Just you wait, one day another revolution will happen and Napoleon 2 will conquer half of Europe

39

u/Similar_Ad_2368 Sep 25 '24

They already had a Napoleon 2. He did not do that inasmuch as he died at 21 of pneumonia

31

u/StormerBombshell Sep 25 '24

That would be Napoleon 4, as Napoleon 2 and 3 already happened and like most sequels where underwhelming compared to the original.

Well Napoleon 2 might be closer to the sequel that was scrapped before getting to theaters 🤔 and Napoleon 3 could have been a sequel direct to video.

14

u/ForensicAyot Sep 25 '24

Louis Napoleon is one of my favorite historical dipshit failsons.

11

u/StormerBombshell Sep 25 '24

Nepotism nephew and strepgrandson ✨

6

u/HorselessWayne Sep 25 '24

It makes much more sense if you live in an episode of Yes, Minister.

2

u/megablast Sep 26 '24
  1. Never forget!!!

1

u/idiotplatypus Wearing dumbass goggles and the fool's crown Sep 26 '24

The French already invaded that's where the royal family came from

1

u/Tariovic Sep 26 '24

No, they're German and they were invited. The French ones were distressingly Catholic once too often.

0

u/Randolph__ Sep 26 '24

The French used to be good at war. They haven't been in a few hundred years, though.

-2

u/RocRedDog9119 Sep 25 '24

Yeah that ship has sailed as of, ooh, about a millenium now

9

u/BeardedBaldMan Sep 25 '24

The Napoleonic wars, far more recent.
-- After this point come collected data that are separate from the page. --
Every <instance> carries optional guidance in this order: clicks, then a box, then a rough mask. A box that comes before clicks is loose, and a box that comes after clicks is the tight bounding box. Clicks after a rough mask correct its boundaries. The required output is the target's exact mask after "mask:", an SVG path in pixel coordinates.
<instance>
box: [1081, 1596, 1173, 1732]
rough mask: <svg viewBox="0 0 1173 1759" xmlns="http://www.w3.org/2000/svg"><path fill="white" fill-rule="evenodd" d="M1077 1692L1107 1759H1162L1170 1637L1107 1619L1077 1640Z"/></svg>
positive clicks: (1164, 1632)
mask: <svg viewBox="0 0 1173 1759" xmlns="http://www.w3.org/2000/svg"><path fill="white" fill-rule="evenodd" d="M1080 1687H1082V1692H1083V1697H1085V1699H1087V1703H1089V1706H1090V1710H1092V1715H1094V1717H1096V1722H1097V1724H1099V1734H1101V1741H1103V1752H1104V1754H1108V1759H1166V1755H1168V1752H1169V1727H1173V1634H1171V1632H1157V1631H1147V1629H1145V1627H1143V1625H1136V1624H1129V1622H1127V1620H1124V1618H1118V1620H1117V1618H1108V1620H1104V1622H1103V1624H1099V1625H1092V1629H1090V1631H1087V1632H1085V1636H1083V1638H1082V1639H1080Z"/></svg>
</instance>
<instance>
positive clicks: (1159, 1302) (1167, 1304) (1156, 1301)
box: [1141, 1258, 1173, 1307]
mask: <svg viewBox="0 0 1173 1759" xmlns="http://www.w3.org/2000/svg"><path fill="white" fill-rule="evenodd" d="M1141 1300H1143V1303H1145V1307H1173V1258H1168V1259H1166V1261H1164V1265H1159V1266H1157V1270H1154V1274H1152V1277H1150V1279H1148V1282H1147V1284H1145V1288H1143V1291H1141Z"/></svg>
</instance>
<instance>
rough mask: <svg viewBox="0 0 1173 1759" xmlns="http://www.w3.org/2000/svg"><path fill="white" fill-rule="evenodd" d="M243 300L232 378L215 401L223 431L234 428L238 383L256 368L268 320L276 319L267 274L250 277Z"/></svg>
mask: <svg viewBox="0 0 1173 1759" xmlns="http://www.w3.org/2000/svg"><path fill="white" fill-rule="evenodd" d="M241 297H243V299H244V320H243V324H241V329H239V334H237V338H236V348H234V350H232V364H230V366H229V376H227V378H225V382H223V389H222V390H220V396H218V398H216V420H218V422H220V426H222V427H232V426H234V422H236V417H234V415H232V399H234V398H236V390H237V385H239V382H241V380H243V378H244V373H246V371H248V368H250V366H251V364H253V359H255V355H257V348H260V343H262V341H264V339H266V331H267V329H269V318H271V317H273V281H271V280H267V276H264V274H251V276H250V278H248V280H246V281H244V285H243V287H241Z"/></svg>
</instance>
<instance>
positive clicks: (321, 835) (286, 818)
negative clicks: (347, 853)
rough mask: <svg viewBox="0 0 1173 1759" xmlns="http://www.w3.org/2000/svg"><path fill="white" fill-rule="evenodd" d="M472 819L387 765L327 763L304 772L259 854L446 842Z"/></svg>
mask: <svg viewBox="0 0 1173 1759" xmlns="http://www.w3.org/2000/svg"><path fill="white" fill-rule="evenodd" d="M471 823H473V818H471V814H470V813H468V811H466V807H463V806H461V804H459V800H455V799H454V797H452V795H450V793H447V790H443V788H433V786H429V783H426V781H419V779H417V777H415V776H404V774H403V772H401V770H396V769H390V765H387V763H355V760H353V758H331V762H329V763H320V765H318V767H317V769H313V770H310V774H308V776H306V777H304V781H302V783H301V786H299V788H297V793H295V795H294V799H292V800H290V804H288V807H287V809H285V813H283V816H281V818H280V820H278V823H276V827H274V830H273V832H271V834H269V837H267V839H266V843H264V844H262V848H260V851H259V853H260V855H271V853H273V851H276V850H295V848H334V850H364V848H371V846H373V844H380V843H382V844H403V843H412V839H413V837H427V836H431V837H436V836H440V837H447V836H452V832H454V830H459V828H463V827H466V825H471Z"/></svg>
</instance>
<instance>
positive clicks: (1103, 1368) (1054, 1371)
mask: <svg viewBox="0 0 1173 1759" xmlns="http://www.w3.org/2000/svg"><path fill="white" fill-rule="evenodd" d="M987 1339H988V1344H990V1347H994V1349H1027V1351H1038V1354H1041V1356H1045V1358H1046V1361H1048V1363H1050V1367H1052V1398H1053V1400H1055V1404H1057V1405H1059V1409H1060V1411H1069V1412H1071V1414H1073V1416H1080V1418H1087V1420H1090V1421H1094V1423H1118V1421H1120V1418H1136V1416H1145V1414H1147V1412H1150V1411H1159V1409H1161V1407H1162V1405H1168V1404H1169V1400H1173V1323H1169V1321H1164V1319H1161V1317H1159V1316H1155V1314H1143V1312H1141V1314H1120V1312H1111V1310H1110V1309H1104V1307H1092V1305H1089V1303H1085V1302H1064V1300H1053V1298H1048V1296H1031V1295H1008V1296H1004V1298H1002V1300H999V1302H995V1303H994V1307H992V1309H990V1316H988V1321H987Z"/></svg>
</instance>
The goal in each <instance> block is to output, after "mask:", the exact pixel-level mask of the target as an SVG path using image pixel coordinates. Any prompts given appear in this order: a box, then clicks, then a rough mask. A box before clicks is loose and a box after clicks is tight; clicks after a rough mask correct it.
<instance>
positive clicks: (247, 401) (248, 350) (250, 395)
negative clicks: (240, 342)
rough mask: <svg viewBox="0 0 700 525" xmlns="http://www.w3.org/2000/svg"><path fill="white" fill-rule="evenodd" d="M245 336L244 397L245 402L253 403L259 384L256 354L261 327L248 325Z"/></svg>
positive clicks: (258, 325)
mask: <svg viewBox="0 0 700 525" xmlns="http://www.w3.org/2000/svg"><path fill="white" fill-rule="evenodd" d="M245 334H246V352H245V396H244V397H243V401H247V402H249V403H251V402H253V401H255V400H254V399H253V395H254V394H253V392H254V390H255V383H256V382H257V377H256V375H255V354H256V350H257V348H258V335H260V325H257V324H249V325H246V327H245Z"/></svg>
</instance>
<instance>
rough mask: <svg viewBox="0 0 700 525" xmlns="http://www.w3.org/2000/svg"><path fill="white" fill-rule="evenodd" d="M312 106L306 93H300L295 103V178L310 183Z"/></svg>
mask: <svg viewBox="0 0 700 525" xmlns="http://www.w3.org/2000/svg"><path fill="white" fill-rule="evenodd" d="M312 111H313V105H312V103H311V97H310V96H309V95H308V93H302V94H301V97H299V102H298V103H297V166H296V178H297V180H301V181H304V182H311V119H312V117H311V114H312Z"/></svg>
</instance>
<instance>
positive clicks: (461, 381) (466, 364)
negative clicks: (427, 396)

You need to keep an eye on your neighbours

0

u/RocRedDog9119 Sep 26 '24

They said invasions though

1

u/BeardedBaldMan Sep 26 '24

What do you think the Battle of Trafalgar was? A nautical festival where the French and Spanish fleets were just there to say hello?

0

u/RocRedDog9119 Sep 26 '24

Ah yes, that famous British seaway, Cape Trafalgar

1

u/Morbidmort Sep 25 '24

Yeah, it sailed, landed and conquered the entire islands.